In his first album since his self-titled debut Hozier, which was released in 2014, Hozier has returned from a prolonged hiatus with a powerful and moving album. Prior to the full release of Wasteland, Baby!, Hozier released the songs “Almost (Sweet Music),” “Movement” and “Dinner and Diatribes.” “Nina Cried Power (feat. Mavis Staples)” and “Shrike,” both from his 2018 EP Nina Cried Power, are also included on the new album.
While I do like the second half of Wasteland, Baby! more than the first, the songs “Movement” and “No Plan” from the first half are definitely worth the listen. “Movement” starts off soft and angelic. About a minute in, Hozier raises the volume and shows off the strong command he has over his voice. “No Plan” follows, which has much more emphasis on guitar usage and almost switches the genre. But it works great. Hozier grew up with his dad playing blues music in the house, and by listening to this album, you can see how skillfully Hozier combines the soulful characteristics of blues with a rock-esque vibe.
In the second half of the album, I particularly enjoyed “Shrike.” He sings “I couldn’t utter my love when it counted / Ah, but I’m singing like a bird ‘bout it now / And I couldn’t whisper when you needed it shouted.” Hozier retrospectively recounts how he never expressed his love at the time, even though his partner needed the reassurance. In this piece, Hozier likens himself to the shrike songbird that impales its freshly killed prey on tree thorns (in this case the thorn is his lover). How romantic. He goes on to tell his lover to remember him when he is later reborn as a shrike and that, just like a shrike needs a thorn to survive by using it to impale its prey, Hozier needs his lover to survive as well.

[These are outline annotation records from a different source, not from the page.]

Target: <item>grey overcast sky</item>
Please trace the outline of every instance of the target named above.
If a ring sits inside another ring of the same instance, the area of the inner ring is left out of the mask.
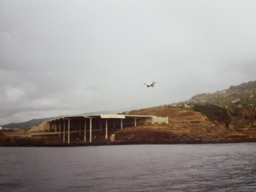
[[[0,0],[0,125],[171,104],[256,75],[255,0]]]

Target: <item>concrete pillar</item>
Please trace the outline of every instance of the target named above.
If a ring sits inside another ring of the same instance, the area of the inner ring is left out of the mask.
[[[158,122],[158,124],[161,124],[161,117],[159,117],[159,122]]]
[[[67,143],[70,143],[70,119],[67,121]]]
[[[90,118],[90,143],[92,142],[92,119],[91,118]]]
[[[86,119],[85,119],[85,136],[84,137],[84,141],[86,141]]]
[[[63,142],[65,143],[65,121],[63,121]]]
[[[121,129],[123,129],[123,119],[121,119]]]
[[[79,121],[79,135],[81,135],[81,121]]]
[[[59,133],[59,136],[60,137],[60,136],[61,136],[61,134],[62,134],[62,127],[61,127],[61,125],[62,125],[62,122],[61,121],[60,121],[59,122],[59,131],[60,131],[60,132]]]
[[[105,139],[108,139],[108,119],[106,119],[106,134],[105,134]]]

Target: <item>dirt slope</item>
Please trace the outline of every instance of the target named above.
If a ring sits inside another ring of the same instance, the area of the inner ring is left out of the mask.
[[[227,128],[218,122],[213,123],[201,113],[189,109],[164,108],[131,114],[167,116],[169,123],[140,125],[118,130],[114,133],[116,142],[201,143],[229,142],[250,137],[232,126]]]

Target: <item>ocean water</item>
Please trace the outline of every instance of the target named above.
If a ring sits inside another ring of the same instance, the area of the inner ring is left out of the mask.
[[[0,147],[1,192],[255,192],[256,143]]]

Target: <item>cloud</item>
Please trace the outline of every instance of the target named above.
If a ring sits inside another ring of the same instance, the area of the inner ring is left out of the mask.
[[[0,3],[1,124],[171,104],[255,80],[253,1]]]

The final song of Wasteland, Baby!, fittingly, is “Wasteland, Baby!.” The first 24 seconds of instrumental sound like a piece from a movie soundtrack where a boy and girl drive away from each other but know that they are still in love. And that’s basically what this song is, but with a bit more nostalgia. It seems like Hozier recognizes the struggles of the relationship with lyrics like, “that love soon might end / Be known in its aching,” yet he still professes his love with the final line of his chorus as “I’m in love I’m in love with you.” This inconsistency in his romantic feelings seems to be a trend throughout the album that is left unresolved in his final song.

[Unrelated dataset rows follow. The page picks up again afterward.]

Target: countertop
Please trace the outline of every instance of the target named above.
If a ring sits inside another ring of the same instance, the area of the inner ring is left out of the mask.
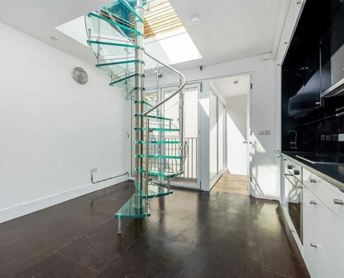
[[[297,155],[305,154],[304,152],[282,152],[279,154],[344,192],[344,164],[313,164],[296,157]]]

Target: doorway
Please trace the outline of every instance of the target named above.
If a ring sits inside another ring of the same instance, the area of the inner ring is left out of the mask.
[[[168,97],[178,88],[177,85],[161,87],[158,92],[156,88],[147,88],[145,90],[145,100],[154,105]],[[199,138],[199,104],[198,99],[200,94],[200,83],[187,84],[183,90],[184,93],[184,111],[188,113],[184,114],[184,139],[186,141],[186,158],[183,163],[183,172],[181,174],[174,177],[171,181],[172,186],[178,186],[193,189],[200,189],[201,183],[198,178],[199,174],[200,142]],[[170,122],[171,129],[179,129],[179,94],[167,101],[162,105],[161,115],[164,117],[172,119]],[[132,119],[133,126],[135,126],[134,121],[135,108],[133,106]],[[156,124],[162,124],[159,121]],[[161,127],[163,127],[162,126]],[[132,127],[132,134],[134,130]],[[179,132],[177,131],[154,131],[151,133],[151,140],[168,141],[171,143],[165,145],[154,144],[154,148],[158,148],[159,154],[167,156],[176,156],[179,154]],[[134,142],[134,136],[132,136]],[[156,152],[157,150],[155,150]],[[132,144],[131,149],[131,173],[132,177],[135,172],[135,144]],[[150,163],[153,168],[162,170],[165,172],[177,172],[182,163],[181,159],[174,158],[151,158]],[[163,177],[152,177],[154,180],[167,182]]]
[[[252,76],[249,74],[211,81],[211,108],[212,93],[222,99],[225,104],[222,120],[224,122],[224,136],[218,131],[217,138],[218,163],[221,163],[222,157],[223,157],[225,161],[225,169],[213,186],[212,190],[214,191],[249,195],[250,165],[252,164],[250,163],[249,149],[252,141],[249,138],[251,134],[249,128],[251,90]],[[218,115],[220,114],[221,111],[218,113]],[[220,120],[219,117],[218,130],[219,128],[221,129],[221,124],[222,124]],[[212,144],[211,137],[211,145]],[[223,147],[221,145],[222,138],[224,138]],[[214,156],[213,154],[213,156]],[[211,161],[211,154],[210,158]]]

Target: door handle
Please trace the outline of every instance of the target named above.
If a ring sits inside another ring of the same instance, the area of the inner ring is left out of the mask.
[[[339,199],[334,199],[334,203],[336,204],[341,204],[342,206],[344,205],[344,202]]]

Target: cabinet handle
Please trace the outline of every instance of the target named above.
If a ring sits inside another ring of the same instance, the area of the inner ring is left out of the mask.
[[[291,183],[292,186],[295,188],[299,188],[299,189],[302,189],[302,186],[295,186],[294,183],[293,183],[293,181],[291,181],[289,178],[288,177],[288,176],[293,176],[294,177],[293,174],[284,174],[284,177],[286,177],[286,179],[288,179],[289,181],[289,182]]]
[[[334,203],[336,204],[341,204],[342,206],[344,205],[344,202],[339,199],[334,199]]]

Hopefully, this unfinished love story will continue via more releases. I have great respect for Hozier — he flies under the radar and drops heart-felt music. Impressively, Hozier comes from a family of talent and creativity. Hozier’s mother has created the cover art of both of his albums. The abstract and intricacy of the covers are fitting for his work and embody who he is as an artist. His music is full of metaphors and allusions, and it certainly is worth checking out.